A specific part of the permission fees stands out: Lipid Nanoparticles (LNPs).

  • The Analogy: Think of mRNA as a fragile message in a bottle. To get that message into a human cell, it needs a protective "ship" to carry it. That ship is the LNP.
  • The study found that the fee to use the technology to build these "ships" accounts for nearly 86% of all the licensing fees. It's like having to pay a toll to every single bridge you cross, but the toll for one specific bridge is so high it costs more than the entire trip.

What Can Be Done? (According to the Paper)

The paper suggests that simply trying to make the factory faster or cheaper won't solve the high cost problem, because the "permission fees" are the main driver.

Instead, the authors suggest three levers to pull:

  1. Fix the Rules: Governments or organizations need to change how these patent fees work.

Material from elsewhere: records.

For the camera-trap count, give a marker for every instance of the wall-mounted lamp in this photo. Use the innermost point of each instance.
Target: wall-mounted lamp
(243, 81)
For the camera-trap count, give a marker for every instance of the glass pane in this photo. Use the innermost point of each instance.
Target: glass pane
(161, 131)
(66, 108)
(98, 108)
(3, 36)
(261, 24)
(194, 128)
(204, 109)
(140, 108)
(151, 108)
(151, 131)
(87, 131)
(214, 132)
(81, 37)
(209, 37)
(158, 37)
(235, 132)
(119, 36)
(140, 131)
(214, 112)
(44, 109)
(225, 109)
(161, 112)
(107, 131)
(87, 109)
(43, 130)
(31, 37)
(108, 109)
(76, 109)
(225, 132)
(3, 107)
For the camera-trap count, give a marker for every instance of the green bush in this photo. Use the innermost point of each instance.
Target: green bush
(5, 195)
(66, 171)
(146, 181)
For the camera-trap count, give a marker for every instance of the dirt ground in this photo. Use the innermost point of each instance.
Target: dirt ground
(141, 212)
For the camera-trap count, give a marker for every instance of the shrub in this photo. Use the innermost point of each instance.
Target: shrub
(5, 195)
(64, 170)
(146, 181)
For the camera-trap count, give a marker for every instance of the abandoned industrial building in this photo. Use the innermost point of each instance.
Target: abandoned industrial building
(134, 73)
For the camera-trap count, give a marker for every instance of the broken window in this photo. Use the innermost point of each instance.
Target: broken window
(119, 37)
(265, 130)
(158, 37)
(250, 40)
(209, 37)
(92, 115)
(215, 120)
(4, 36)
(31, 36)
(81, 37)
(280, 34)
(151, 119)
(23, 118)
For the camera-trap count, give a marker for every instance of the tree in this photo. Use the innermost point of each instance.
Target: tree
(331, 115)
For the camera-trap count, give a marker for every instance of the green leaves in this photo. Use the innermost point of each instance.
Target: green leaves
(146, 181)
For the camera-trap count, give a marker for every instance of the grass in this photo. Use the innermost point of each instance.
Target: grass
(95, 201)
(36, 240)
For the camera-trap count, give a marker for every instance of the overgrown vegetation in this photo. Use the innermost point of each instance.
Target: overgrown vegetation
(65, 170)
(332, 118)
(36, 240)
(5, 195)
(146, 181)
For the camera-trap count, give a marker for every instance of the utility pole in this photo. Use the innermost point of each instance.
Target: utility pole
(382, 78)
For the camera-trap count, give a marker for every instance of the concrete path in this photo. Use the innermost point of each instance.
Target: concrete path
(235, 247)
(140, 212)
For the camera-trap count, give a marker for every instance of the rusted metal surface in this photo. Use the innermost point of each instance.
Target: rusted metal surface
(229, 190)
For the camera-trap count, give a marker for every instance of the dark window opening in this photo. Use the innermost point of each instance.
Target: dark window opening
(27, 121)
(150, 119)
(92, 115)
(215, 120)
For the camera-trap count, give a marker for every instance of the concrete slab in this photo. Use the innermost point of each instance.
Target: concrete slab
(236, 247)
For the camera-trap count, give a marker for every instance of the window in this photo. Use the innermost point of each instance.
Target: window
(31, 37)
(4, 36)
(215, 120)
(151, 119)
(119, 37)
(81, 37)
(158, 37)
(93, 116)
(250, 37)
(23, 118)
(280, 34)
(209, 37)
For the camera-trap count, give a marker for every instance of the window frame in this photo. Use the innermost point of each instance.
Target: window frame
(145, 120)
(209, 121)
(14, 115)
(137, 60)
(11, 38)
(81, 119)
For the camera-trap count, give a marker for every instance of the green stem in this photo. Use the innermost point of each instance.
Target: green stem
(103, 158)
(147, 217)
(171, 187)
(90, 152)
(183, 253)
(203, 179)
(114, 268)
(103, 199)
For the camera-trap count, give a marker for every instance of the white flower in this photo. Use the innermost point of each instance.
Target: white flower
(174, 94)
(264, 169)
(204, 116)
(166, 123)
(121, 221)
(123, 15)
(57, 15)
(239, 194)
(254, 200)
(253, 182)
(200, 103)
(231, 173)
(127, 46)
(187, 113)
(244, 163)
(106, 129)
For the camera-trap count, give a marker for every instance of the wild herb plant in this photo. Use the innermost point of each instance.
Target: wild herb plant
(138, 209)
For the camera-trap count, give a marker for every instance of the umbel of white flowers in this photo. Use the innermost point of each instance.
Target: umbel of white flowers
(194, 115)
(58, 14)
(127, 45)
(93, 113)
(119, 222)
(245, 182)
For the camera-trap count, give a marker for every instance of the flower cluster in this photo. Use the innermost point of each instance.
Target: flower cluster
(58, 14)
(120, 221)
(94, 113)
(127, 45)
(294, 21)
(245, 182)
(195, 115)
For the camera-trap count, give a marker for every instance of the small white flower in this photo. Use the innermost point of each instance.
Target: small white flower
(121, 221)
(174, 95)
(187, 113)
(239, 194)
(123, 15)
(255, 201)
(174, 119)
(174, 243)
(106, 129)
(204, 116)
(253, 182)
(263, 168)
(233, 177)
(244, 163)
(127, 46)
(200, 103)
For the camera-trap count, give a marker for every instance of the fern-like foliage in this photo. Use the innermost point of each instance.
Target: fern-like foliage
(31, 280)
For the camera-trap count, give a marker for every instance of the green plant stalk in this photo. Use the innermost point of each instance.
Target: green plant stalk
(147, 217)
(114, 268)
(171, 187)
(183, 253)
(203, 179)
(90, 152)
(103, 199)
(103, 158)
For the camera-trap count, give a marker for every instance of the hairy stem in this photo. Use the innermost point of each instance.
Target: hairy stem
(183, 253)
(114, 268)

Maybe create a "shared library" of patents so companies don't have to pay so many individual tolls.
  2. Make the Medicine Stronger: If scientists can make the therapy so powerful that you need a smaller dose (less "flour" and a smaller "ship"), you pay less in materials and less in fees (since some fees are based on the price of the final product).
  3. Use Specialized Factories: Instead of every company building their own factory, they should hire specialized "contract factories" (CDMOs). This keeps the cost of buildings and workers low.

Summary

The paper concludes that while the actual physical cost to bake the "cake" (the medicine) is relatively low (around $56), the fees paid to the people who own the recipe are what make the final price so high. Until those fees are addressed, the gap between what it costs to make the therapy and what patients are charged will remain very wide.